Düsseldorf | Während die bundesweiten gewaltsamen Übergriffe von Jugendlichen die gefühlte Unsicherheit in der Bevölkerung steigen lassen, zeigt die Kriminalstatistik in eine andere Richtung: Die Jugendkriminalität geht in Nordrhein-Westfalen weiter zurück. Im Jahr 2011 gab es rund 13.000 Verurteilungen gegen Jugendliche wegen Gewaltdelikten, wie aus der am Freitag vorgestellten Strafverfolgungsstatistik hervorgeht.
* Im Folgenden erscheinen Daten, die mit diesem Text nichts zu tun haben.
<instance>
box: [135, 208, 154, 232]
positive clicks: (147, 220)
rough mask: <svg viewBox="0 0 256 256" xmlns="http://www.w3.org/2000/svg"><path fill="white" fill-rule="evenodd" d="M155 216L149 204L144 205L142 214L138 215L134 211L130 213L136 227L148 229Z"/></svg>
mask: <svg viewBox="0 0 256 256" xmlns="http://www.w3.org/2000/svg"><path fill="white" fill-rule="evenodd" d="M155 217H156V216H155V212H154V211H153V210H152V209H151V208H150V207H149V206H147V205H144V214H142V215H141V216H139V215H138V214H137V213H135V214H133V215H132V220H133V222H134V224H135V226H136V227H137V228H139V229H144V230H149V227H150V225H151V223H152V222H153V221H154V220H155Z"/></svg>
Dies ist der niedrigste Stand seit 1997.

NRW-Justizminister Thomas Kutschaty (SPD) spricht bereits von einem „rückläufigen Trend“ und einer „positiven Entwicklung“. Denn auch die Zahl der jugendlichen Intensivtäter hat abgenommen – innerhalb von zwei Jahren um zehn Prozent. Der Minister führte die Entwicklung unter anderem auf die verbesserte Lage auf dem Lehrstellen- und Arbeitsmarkt sowie eine bessere Integration von Migranten zurück. Auch der demografische Wandel leiste seinen Beitrag.

Grund für Freudensprünge sind die neusten Zahlen allerdings nicht. Auch wenn die Verurteilungen nicht mehr das Niveau von über 16.000 erreichen wie vor fünf Jahren, sind es noch immer deutlich mehr als Anfang der 1990er Jahre. Damals sank die Statistik sogar unter die Marke von 10.000. Auch gemessen an der Gesamtzahl der Jugendlichen gab es prozentual weniger Verurteilte. Sorgen bereiten unter anderem die Wiederholungstäter. Sie machen zwar nur maximal zehn Prozent aller jugendlichen Täter aus. Die Hälfte aller Straftaten in ihrer Altersgruppe wird allerdings von den Intensivtätern begangen.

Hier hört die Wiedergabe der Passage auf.